His rancorous eyes moved to the screen behind her shoulder.
The green-and-white symbol of the GO Transit system flashed up against the screen. A list of train and bus timetables ran down one side of the screen.
“And where are you going, Miss Ellison? I understood that you lived in this neighborhood.”
Sweat broke out on the back of Rachel’s neck. His commonplace words were laden with foreboding.
“That’s right, I do. But I’m supposed to meet my girlfriends in the city. I just called them. They’re meeting me at Union Station.”

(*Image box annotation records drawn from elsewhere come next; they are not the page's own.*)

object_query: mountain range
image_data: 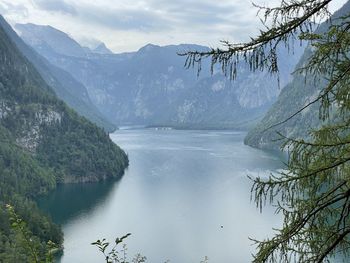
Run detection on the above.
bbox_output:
[0,16,128,262]
[15,24,304,128]
[245,2,350,149]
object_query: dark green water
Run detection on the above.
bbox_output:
[40,129,282,263]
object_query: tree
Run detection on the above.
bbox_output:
[182,0,350,262]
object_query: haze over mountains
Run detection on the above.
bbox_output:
[245,1,350,149]
[15,24,304,128]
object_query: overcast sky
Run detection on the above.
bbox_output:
[0,0,346,53]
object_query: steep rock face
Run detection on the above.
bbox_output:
[17,25,303,128]
[245,2,350,149]
[92,43,113,55]
[0,20,116,131]
[0,16,128,182]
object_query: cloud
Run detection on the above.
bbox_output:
[79,5,171,31]
[33,0,77,15]
[0,1,28,17]
[0,0,346,52]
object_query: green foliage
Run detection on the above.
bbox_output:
[187,0,350,263]
[0,11,128,263]
[91,233,147,263]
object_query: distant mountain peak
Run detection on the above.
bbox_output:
[138,43,160,52]
[15,23,86,57]
[92,42,113,55]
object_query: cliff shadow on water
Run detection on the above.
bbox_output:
[36,177,123,225]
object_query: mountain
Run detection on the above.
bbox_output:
[92,43,113,55]
[0,16,128,262]
[16,25,304,128]
[4,21,116,131]
[16,24,86,57]
[245,2,350,149]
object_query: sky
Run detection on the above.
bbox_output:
[0,0,346,53]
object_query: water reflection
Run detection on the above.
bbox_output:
[41,129,282,263]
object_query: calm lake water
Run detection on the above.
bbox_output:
[39,129,282,263]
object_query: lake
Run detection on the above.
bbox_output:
[39,129,282,263]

She swiveled the chair. Her eyes darted to the screen.
“I was just checking the time of the next train from Unionville.”
Jamshed Ali leaned down. He braced one hand on Rachel’s chair. She could smell the qahwe on his breath. Cardamom and cinnamon, and the scent of smoke. He was reading the screen in front of her.
“The GO trains do not run after rush hour, Miss Ellison. If you were to take the bus, you would encounter the same difficulties on the road as if you had driven yourself. The snowfall makes no exceptions.”
Rachel pretended to dither.
“I didn’t realize that, but I guess you’re right. What should I do? Maybe ask my friends to come and get me?” Wondering if she was overdoing it, she pinched her temples. “No, that doesn’t make sense. They’d have as much trouble as I’m having. Is it possible—that is, Paula said you often let guests stay overnight. Do you think I could crash here until the snow lets up?”